# Collect ETM data for AutoFDO

[TOC]

## Introduction

The ARM Embedded Trace Macrocell (ETM) is an instruction tracing unit available on ARM SoCs. ETM
traces the instruction stream executed on each core and sends the stream to system memory via other
Coresight components. ETM data contains branch records, similar to Last Branch Records (LBRs) on
x86 architectures.

Simpleperf supports collecting ETM data and converting it to input files for AutoFDO, which can
then be used for Profile-Guided Optimization (PGO) during compilation.

On ARMv8, the ETM and other Coresight components are considered part of the external debug
interface.
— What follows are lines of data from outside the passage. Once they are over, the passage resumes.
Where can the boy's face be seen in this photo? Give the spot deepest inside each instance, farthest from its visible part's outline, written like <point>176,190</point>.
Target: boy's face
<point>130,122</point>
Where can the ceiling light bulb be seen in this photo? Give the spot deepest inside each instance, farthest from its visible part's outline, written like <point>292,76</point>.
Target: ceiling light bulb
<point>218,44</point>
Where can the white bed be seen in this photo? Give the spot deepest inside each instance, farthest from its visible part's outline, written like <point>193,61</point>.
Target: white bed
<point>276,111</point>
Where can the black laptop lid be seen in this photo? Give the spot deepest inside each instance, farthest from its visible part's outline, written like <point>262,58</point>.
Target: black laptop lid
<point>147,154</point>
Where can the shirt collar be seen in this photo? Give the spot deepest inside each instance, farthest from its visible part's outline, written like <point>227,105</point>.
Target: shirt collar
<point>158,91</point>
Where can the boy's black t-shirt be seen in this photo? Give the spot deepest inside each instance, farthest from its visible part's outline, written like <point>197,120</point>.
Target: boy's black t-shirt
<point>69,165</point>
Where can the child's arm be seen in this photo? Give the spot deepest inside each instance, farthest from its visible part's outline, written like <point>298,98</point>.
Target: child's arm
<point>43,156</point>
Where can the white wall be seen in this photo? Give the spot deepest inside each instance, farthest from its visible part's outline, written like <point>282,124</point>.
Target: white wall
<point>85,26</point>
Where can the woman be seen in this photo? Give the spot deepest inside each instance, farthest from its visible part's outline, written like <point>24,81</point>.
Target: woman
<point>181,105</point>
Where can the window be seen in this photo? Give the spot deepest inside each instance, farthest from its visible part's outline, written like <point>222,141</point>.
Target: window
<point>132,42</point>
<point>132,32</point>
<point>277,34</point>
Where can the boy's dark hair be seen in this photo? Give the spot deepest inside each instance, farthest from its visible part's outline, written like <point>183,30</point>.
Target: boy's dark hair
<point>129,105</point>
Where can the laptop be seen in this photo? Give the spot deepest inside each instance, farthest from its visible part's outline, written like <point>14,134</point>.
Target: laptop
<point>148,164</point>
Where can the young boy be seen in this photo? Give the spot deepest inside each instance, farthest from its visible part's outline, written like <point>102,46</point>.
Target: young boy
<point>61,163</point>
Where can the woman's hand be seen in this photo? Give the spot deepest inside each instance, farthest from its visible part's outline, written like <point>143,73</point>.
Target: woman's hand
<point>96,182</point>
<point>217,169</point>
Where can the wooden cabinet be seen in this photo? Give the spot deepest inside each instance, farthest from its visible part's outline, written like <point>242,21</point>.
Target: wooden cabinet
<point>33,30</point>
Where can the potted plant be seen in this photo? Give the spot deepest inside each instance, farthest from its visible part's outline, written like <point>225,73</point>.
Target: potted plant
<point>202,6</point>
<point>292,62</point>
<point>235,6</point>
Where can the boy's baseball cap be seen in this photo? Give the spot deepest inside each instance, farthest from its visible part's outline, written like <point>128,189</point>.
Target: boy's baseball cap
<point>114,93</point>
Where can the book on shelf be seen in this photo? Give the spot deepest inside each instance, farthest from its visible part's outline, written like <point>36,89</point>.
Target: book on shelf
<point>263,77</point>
Therefore, they are typically only used internally and are disabled on production
devices. ARMv9 introduces the Embedded Trace Extension (ETE) and Trace Buffer Extension (TRBE)
to enhance self-hosted ETM data collection. This new hardware is not bound to the external debug
interface and can be used more widely to collect AutoFDO profiles.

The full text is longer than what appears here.